Christina describes a tough lesson Landon absorbed quickly: just because you make money does not mean it is your money. She gives an example from the first time they went to get money from the machine. Landon was excited by the dollar bills. Christina told him they had to pay the machine off, and that 26% goes to the village of Wellington for letting them put the machine in the center, plus other business obligations. She says that was when he learned the difference between revenue and profit.
That revenue vs profit gap is an important second-order issue for any founder, even adults. Revenue is what you sell. Profit is what you keep after you account for what you owe, what it costs to operate, and what you need to reinvest. In Landon’s case, the 26% commission term is like a built-in tax on top-line movement. It turns the accounting lesson into an everyday reality: money in the tray is not the same as money in your pocket.
Operationally, the experience also tested motivation. At first, Landon liked checking the machine once a week for 15 minutes, tracking what needed filling and what people were buying. Christina says now he is less excited about checking as frequently. He still enjoys doing it, but the initial novelty has worn off. That pattern is common in real businesses: the first weeks can feel like exploration; later you’re managing maintenance, inventory choices, and consistency.
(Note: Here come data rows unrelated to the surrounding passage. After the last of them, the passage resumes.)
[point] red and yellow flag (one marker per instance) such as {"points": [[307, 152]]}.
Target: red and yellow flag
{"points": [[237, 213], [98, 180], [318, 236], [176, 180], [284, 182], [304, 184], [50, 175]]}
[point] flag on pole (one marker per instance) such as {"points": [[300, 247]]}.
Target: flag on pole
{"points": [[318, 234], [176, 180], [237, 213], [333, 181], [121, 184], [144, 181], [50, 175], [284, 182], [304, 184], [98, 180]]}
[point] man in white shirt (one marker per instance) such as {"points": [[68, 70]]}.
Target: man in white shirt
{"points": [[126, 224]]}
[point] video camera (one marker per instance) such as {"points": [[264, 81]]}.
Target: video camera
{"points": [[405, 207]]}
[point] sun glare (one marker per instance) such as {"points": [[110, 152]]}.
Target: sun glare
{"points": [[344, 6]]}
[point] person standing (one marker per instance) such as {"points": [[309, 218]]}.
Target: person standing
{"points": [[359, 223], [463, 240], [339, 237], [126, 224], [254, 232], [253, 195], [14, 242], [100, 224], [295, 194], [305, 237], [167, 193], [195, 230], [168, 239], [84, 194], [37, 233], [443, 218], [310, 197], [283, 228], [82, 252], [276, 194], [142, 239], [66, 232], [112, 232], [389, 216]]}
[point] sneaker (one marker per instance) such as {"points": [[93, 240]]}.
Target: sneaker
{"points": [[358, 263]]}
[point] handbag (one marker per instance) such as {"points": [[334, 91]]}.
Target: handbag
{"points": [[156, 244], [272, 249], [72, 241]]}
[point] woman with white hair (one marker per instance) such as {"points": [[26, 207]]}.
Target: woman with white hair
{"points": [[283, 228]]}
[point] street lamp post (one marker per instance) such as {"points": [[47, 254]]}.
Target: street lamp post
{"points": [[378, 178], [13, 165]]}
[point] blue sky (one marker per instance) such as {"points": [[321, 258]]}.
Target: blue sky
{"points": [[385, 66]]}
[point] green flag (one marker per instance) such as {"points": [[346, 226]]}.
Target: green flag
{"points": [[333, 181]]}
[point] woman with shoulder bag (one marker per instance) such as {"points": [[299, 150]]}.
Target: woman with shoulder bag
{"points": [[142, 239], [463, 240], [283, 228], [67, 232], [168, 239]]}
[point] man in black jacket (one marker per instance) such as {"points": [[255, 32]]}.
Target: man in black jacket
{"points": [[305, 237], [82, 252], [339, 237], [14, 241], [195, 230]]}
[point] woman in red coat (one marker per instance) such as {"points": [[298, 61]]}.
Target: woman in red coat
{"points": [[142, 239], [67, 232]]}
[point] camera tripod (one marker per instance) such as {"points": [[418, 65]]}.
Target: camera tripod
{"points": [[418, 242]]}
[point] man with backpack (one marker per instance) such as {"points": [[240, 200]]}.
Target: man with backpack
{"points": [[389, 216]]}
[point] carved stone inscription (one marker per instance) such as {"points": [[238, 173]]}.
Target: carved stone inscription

Christina says she has been patient, encouraging Landon to review the numbers monthly and she prints out the P&L for him to see. She also points out the deeper business-model lesson: different models take different amounts of time, and how busy a business gets determines how the work feels. Even when Landon asks if he’s making money yet, Christina frames it as a discipline issue: to make a business work, you have to work.
There’s also a cultural and confidence angle here that decision-makers should notice. Landon walked right up to the community center's front desk, asked if they wanted a vending machine, and came home with a business card. Christina says she loves that he isn’t afraid, and she believes the experience could help him start more businesses. That matters because the biggest early advantage in entrepreneurship is often not capital or clever strategy. It is persistence with real stakes, and the willingness to approach the next decision-point, even when the numbers are uncomfortable.
For executives and operators who mentor founders, the takeaway is simple: structured agreements and transparent splits can turn learning into measurable behavior. When a 26% commission term and a 50/50 profit split are written into a contract, accounting stops being abstract. It becomes the operating system. And when you force revenue, commission, inventory, and payout timing into one small, understandable loop, you create a training ground that is both practical and emotionally honest. That kind of “small business reality” is exactly what prepares the next generation of operators to handle the bigger deals coming their way.